Sarah Maldoror Retrospective | Programme

Known predominantly for the most militant dimension of her cinema, associated with the struggles against colonialism, Sarah Maldoror (1929-2020) is the author of a multifaceted oeuvre, determinant to the affirmation of a black culture, that, remaining mostly unknown, assumes particular relevance in the Portuguese context, for its connection to our colonial past. Hence the importance of this first almost complete retrospective of her work.

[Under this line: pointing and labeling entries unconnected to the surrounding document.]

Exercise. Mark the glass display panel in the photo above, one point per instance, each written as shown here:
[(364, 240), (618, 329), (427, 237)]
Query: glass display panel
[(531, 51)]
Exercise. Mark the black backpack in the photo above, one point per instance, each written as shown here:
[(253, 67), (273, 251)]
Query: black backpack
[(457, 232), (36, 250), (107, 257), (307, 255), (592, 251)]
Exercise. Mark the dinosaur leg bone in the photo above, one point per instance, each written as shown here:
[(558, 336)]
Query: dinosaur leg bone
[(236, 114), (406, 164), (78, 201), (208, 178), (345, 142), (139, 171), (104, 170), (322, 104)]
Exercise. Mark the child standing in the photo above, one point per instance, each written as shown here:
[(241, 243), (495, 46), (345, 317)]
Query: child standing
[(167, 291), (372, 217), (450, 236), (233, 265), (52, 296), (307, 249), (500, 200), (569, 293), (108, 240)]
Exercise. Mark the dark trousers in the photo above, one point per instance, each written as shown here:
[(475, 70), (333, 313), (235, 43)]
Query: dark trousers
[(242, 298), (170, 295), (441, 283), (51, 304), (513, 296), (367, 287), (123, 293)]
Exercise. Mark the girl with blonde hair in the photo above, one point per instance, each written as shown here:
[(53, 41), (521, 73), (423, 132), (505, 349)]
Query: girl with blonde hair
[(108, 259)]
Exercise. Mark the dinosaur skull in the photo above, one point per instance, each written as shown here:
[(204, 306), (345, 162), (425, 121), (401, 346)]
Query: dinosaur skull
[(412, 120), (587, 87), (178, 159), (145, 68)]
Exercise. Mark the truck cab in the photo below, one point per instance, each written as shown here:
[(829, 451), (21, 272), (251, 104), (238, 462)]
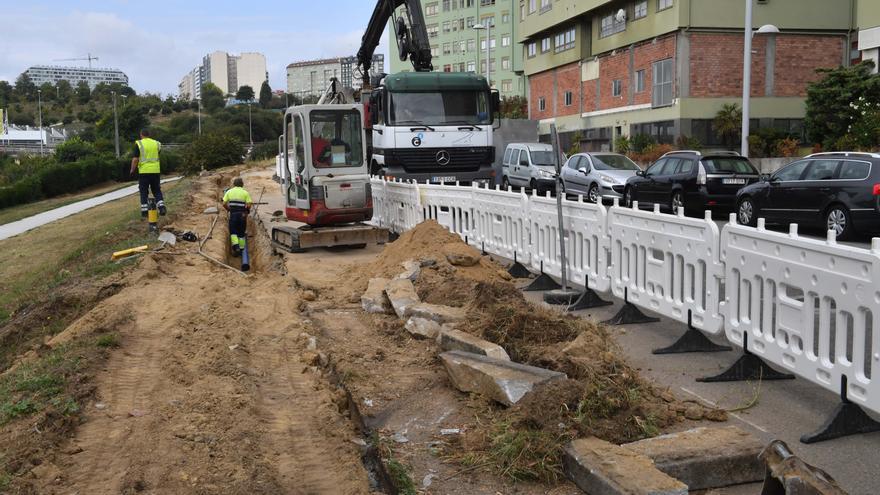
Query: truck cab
[(433, 126)]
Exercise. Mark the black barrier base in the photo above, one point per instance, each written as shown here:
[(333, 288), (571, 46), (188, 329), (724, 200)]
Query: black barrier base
[(693, 340), (543, 282), (561, 296), (517, 270), (747, 367), (629, 314), (589, 299)]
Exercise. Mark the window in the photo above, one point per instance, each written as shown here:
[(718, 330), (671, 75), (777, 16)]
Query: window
[(545, 45), (610, 25), (639, 81), (565, 40), (662, 94), (791, 172)]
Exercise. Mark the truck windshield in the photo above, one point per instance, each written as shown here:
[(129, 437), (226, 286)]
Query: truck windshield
[(439, 108), (336, 138), (614, 162)]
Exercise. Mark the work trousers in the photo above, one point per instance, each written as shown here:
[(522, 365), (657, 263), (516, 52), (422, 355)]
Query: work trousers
[(146, 183)]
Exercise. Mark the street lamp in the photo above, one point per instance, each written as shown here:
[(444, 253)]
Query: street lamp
[(40, 117), (747, 71), (488, 29)]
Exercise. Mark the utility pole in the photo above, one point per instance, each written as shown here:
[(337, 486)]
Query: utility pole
[(115, 124)]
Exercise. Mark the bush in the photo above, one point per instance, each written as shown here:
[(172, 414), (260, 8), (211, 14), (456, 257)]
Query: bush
[(74, 149), (210, 151)]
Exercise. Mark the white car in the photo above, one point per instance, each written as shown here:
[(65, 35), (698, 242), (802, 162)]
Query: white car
[(597, 175), (529, 165)]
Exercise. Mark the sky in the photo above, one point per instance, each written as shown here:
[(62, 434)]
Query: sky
[(155, 43)]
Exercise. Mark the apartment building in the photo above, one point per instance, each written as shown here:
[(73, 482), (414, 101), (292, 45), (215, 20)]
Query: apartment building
[(603, 69), (41, 74), (227, 72), (457, 47), (312, 77)]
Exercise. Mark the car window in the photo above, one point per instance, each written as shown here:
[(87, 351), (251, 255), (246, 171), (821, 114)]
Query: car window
[(821, 169), (656, 167), (791, 172), (850, 170), (731, 165)]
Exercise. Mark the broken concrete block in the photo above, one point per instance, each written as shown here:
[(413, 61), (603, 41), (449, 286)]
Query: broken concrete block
[(705, 457), (421, 328), (456, 340), (374, 300), (436, 312), (402, 294), (601, 468), (504, 381), (411, 270)]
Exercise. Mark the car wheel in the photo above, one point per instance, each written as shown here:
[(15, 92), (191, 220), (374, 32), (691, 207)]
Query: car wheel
[(676, 204), (746, 213), (593, 194), (837, 218)]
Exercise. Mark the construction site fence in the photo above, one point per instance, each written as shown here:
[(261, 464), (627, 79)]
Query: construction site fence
[(810, 307)]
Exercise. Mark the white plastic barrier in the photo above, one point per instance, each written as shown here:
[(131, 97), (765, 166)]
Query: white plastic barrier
[(811, 307), (668, 264)]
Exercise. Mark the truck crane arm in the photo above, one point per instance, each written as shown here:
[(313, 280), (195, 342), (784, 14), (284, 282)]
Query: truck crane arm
[(411, 34)]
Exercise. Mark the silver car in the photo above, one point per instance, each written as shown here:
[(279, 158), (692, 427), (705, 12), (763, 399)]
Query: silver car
[(597, 175)]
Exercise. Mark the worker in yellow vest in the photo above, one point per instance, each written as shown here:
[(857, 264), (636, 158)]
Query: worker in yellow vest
[(146, 163), (237, 201)]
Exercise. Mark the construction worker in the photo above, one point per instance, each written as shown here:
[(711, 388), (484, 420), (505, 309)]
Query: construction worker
[(237, 201), (146, 163)]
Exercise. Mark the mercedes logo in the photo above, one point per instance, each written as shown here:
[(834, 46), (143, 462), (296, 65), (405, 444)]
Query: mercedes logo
[(442, 157)]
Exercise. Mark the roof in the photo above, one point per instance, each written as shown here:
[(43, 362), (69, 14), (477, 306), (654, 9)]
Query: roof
[(432, 81)]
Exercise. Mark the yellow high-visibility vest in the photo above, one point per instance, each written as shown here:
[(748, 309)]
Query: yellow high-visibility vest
[(148, 163)]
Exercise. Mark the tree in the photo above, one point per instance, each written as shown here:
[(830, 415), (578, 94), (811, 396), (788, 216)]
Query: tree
[(212, 98), (245, 93), (265, 95), (728, 123), (829, 110)]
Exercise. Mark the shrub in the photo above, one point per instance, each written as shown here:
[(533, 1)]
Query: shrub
[(210, 151), (74, 149)]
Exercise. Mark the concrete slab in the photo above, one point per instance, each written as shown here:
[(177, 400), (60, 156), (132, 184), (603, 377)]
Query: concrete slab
[(705, 457), (456, 340), (501, 380), (601, 468)]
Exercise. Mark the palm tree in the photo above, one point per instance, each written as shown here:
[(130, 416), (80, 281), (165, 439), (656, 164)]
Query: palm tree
[(728, 122)]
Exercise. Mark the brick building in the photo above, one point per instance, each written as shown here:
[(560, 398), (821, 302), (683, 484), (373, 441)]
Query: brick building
[(603, 69)]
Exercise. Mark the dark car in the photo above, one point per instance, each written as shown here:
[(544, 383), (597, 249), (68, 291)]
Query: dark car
[(835, 191), (691, 180)]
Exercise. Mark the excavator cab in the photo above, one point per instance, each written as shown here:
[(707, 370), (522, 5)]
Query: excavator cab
[(325, 181)]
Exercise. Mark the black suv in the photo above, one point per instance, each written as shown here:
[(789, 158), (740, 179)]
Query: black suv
[(691, 180), (836, 191)]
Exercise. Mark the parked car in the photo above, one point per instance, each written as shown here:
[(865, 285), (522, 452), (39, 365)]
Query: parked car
[(836, 191), (597, 175), (693, 181), (529, 165)]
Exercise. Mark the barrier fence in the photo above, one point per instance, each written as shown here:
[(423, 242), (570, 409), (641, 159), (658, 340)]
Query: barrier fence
[(806, 306)]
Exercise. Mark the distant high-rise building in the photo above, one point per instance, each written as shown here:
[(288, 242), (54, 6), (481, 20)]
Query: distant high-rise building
[(312, 77), (227, 72), (41, 74)]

Daughter of a Guadeloupean father and French mother, Sarah Ducados was born in the South of France and adopted the pseudonym Maldoror in homage to Lautréamont, the author of Les Chants de Maldoror. Before dedicating herself to cinema, she co-founded Les Griots in 1956, the first Parisian theatre company composed exclusively of black actors, and it was at the core of the magazine Présence Africaine that she met Mário Pinto de Andrade, Angolan poet and founder of MPLA, whom she would marry, and the writer Aimé Césaire, who would become pivotal for her work. Motivated by Chris Marker, with whom she later collaborated, she studied cinema in Moscow and from there went on to Algiers, where she was assistant director in fundamental titles in anti-colonial cinema, such as Festival Panafricain d’Alger (1969), by William Klein.

Maldoror directed her first and best-known fictions then. Openly denouncing the violence of the Portuguese colonial system with unusual sensibility, Monangambée (1969) and Sambizanga (1973) fall under that lineage. Des Fusils pour Banta (1970), a feature film considered lost, and the documentaries she directed in Cape Verde and Guinea-Bissau, after their respective independences, complete a cycle.

The voice, the writing and the figure of Aimé Césaire span all of Maldoror’s body of work, as do other poets (and politicians) determinant to the affirmation of Blackness, the cultural, political and social movement that promoted a black culture associated with anti-colonialism, marxism and Pan-Africanism, to which Maldoror’s cinema gives expression. The Colombian artist Ana Mercedes Hoyos ends the extensive gallery of artists of different areas that Maldoror portrayed through the decades, such as René Depestre, Wifredo Lam, Miró or Louis Aragon.

From her first films to the many portraits of artists, or the reports and fictions she directed for television, we encounter a great coherence of themes and shapes, a political poetry that undoes cultural settings crystalised on behalf of a freedom of surrealist inspiration, in which she criticises racism and questions the history of slavery and colonialism, the role of women, or the possibilities of art. A cinema practice as a means of poetic research that materialises in a work of transnational vocation, and continuous effort of cultural resistance.